Nel caso in esame, una società aveva proposto opposizione avverso il decreto ingiuntivo con il quale era stato intimato il pagamento a favore di un lavoratore di una somma a titolo di ticket restaurant non erogati, oltre a interessi legali, rivalutazione monetaria e spese.
I ticket restaurant, secondo l’azienda, non erano stati erogati in quanto il lavoratore era interessato da contratti di solidarietà difensiva con drastica riduzione dell’orario di lavoro.
Secondo il CCNL applicato il lavoratore avrebbe potuto fruire del pasto aziendale per ciascuna prestazione lavorativa giornaliera ordinaria, a condizione che la prestazione programmata avesse avuto una durata superiore alle 6 ore, ed avrebbe avuto diritto al buono pasto sostitutivo della mensa aziendale soltanto se adibito alle prestazioni notturne con inizio alle ore 22.00.
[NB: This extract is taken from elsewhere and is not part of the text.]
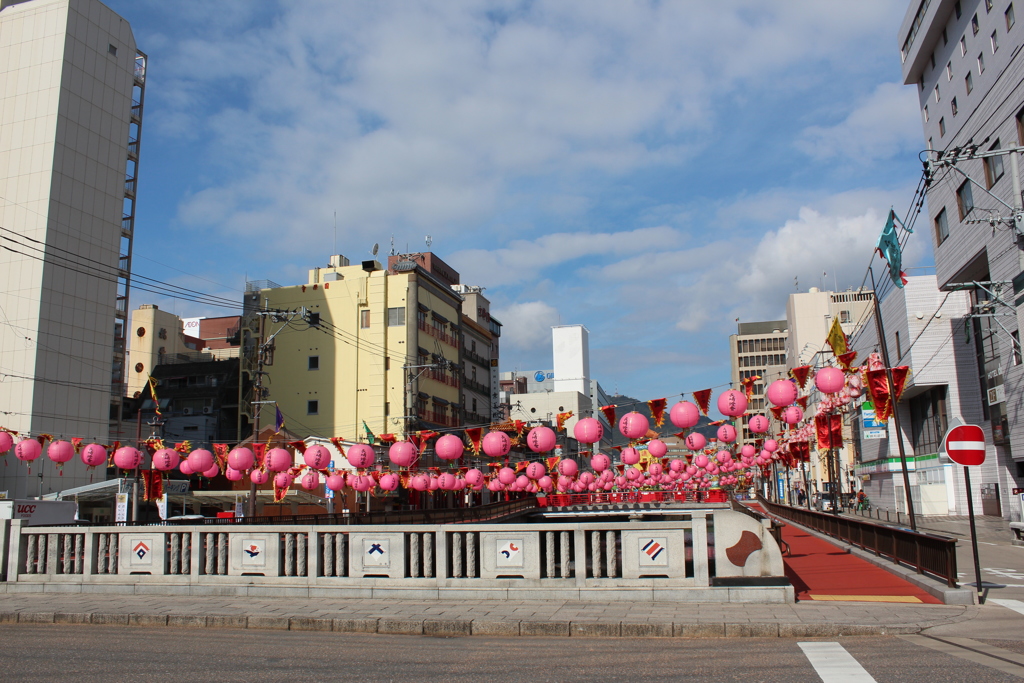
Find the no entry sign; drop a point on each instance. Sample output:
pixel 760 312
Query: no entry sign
pixel 966 444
Il lavoratore riteneva di aver diritto ai buoni pasto, anche se la prestazione lavorativa risultava inferiore alle 6 ore, per effetto di un accordo aziendale che riconosceva i ticket restaurant per ogni giornata di lavoro indipendentemente dalla durata delle prestazioni.
L’azienda replicava sostenendo che l’accordo non era più in essere perché unilateramente l’aveva disdettato, essendo a tempo indeterminato e quindi senza una precisa scadenza.
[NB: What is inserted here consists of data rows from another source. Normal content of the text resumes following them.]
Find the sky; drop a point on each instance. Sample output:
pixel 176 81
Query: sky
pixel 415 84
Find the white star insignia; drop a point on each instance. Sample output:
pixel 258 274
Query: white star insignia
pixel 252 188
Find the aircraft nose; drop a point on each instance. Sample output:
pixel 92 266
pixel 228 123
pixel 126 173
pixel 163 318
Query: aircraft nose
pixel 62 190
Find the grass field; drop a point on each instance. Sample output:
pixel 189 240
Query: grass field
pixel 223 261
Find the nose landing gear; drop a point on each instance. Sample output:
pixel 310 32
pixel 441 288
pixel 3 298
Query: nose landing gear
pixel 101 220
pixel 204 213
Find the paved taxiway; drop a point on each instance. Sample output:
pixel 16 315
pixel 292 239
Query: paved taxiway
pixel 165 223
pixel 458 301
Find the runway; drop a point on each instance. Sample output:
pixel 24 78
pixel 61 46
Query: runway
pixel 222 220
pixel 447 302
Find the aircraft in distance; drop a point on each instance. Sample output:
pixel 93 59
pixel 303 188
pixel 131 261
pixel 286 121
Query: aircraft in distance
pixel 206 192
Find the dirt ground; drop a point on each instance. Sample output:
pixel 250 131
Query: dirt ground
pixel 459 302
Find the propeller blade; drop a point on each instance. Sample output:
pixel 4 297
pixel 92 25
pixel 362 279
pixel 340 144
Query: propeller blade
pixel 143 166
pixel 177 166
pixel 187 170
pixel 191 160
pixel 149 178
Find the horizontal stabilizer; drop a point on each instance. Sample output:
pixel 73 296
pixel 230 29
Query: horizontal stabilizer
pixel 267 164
Di diverso avviso i giudici di merito che hanno richiamato la sentenza della Corte di Cassazione 23105/2019, secondo cui qualora il contratto collettivo non abbia un predeterminato termine di efficacia, non può vincolare per sempre tutte le parti contraenti, perché finirebbe in tal caso per vanificarsi la causa e la funzione sociale della contrattazione collettiva, la cui disciplina, da sempre modellata su termini temporali non eccessivamente dilatati, deve parametrarsi su una realtà socio economica in continua evoluzione, sicché a tale contrattazione ve estesa la regola, di generale applicazione nei negozi privati, secondo cui il recesso unilaterale rappresenta una causa estintiva ordinaria di qualsiasi rapporto di durata a tempo indeterminato, che risponde all'esigenza di evitare - nel rispetto dei criteri di buona fede e correttezza nell'esecuzione del contratto - la perpetuità del vincolo obbligatorio.
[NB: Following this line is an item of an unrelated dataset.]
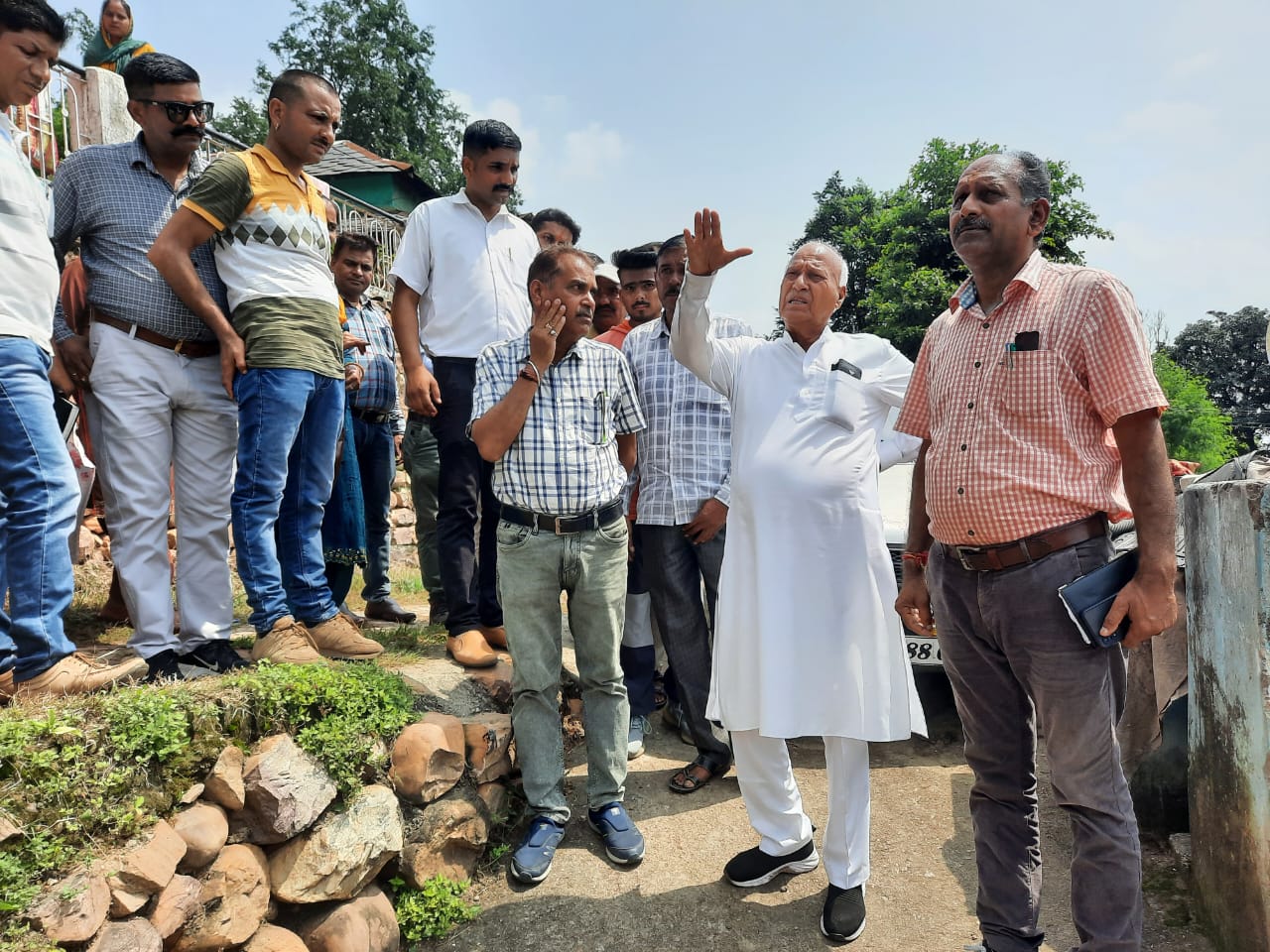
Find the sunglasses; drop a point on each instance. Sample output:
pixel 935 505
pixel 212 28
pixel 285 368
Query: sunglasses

Però la stessa sentenza prevede anche che, in caso di disdetta del contratto, i diritti dei lavoratori, derivanti dalla pregressa disciplina più favorevole, sono intangibili solo in quanto siano già entrati nel patrimonio del lavoratore quale corrispettivo di una prestazione già resa o di una fase del rapporto già esaurita, e non anche quando vengano in rilievo delle mere aspettative sorte alla stregua della precedente più favorevole regolamentazione.
Il Tribunale ha quindi confermato il decreto ingiuntivo e lo ha dichiarato esecutivo.